The general surgery practice has a 10-member staff, including another surgeon and a physician assistant. "Fortunately, the federal government created the small business assistance program. We applied to that program, and I was able to get a loan. I did not have to reduce hours or cut my staff," he says.

4. Apply for private loans

Lending from banks and brokers also can stabilize a physician practice's finances, Crawford says.

Bankers Healthcare Group has established an "assistance loan" that ranges as high as $500,000. Borrowers do not have to make a payment on the loan for the first 89 days.

The terms of the assistance loan can be crafted to limit the size of monthly payments, Crawford says.

"We are giving the medical professional a term that goes out as long as 10 years. For the borrower, the additional years lower the monthly payment. In my opinion, right now everything is about the monthly payment. If you can lower the monthly payment, increase your savings, and decrease your spend, you have a much better shot of getting the business back to running well," he says.

Primary care payment reform

Reimbursement for primary care services must be reformed, Greiner says.

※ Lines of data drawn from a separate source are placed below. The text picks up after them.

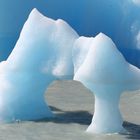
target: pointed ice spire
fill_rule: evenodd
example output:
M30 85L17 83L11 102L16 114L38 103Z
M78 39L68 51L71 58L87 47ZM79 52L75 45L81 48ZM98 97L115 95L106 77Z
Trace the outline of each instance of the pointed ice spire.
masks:
M39 20L40 18L44 18L44 15L42 15L36 8L34 8L29 14L29 18L32 20Z

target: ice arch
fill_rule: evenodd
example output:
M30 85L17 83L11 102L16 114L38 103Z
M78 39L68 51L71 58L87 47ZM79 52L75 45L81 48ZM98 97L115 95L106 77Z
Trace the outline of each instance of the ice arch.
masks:
M75 80L95 93L95 114L87 131L120 132L119 97L140 88L140 70L127 63L104 34L79 38L63 20L34 9L14 50L0 63L0 121L52 117L43 98L46 86L74 73Z
M0 63L0 121L52 117L44 92L53 80L72 78L76 38L63 20L32 10L12 53Z

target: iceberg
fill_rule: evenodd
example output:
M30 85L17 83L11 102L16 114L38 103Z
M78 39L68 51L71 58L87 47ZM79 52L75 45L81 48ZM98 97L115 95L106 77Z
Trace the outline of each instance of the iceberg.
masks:
M0 122L53 117L44 94L56 79L80 81L94 93L87 132L124 130L119 99L124 91L140 89L140 70L105 34L79 37L62 19L33 9L13 51L0 63Z
M85 42L87 40L85 38ZM95 95L95 112L87 132L122 132L119 99L124 91L140 89L140 70L129 64L113 41L103 33L92 38L89 44L81 41L81 48L79 45L75 43L74 46L79 53L83 53L81 50L88 45L89 51L85 52L85 59L80 62L82 64L75 72L74 80L82 82ZM74 63L79 65L79 61Z
M72 79L78 34L63 20L33 9L8 59L0 63L0 121L53 117L44 94L55 79Z

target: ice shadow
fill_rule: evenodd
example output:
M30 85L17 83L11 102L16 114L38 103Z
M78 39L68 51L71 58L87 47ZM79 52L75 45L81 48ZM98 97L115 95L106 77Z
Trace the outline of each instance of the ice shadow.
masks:
M50 106L50 109L55 114L54 118L43 118L35 122L77 123L88 126L92 120L92 114L88 111L63 111L54 106ZM124 135L127 139L140 140L140 125L124 121L123 126L127 132L120 135Z
M125 135L127 139L140 140L140 125L124 121L123 126L127 132L122 135Z
M54 123L78 123L81 125L89 125L92 120L92 114L88 111L63 111L54 106L50 106L54 112L54 118L43 118L35 120L35 122L54 122Z

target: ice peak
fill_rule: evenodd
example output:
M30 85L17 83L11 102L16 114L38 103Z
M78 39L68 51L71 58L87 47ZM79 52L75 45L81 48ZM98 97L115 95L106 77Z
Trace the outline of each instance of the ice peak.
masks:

"This pandemic has laid bare that fee-for-service has been an epic failure. It is a system that is based on face-to-face visits, which obviously does not work in a pandemic when you are trying to keep both patients and clinicians safe. So, the pandemic has prompted a lot of conversation both at the national level and the state level about moving to a prospective payment system," she says.

During the pandemic, the Centers for Medicare & Medicaid Services (CMS) as well as private health plans have moved in the right direction on advance payments, Greiner says. "What both CMS and private health plans have done by putting advance payments in place is help primary care practices keep their doors open. That could be a step on a path toward prospective payments, but this is a conversation that has been going on for a long time."

In addition to establishing a prospective payment system for primary care, government and private payers need to provide significant and appropriate reimbursement for innovative care delivery models such as telemedicine, she says. "We have to get to a payment system that is agnostic about the way care is delivered."

Christopher Cheney is the senior clinical care​ editor at HealthLeaders.


KEY TAKEAWAYS

Nearly all physician practices have experienced a negative financial impact from the coronavirus pandemic, a recent survey says.

Primary care services should be reimbursed through a prospective payment system, a primary care advocate says.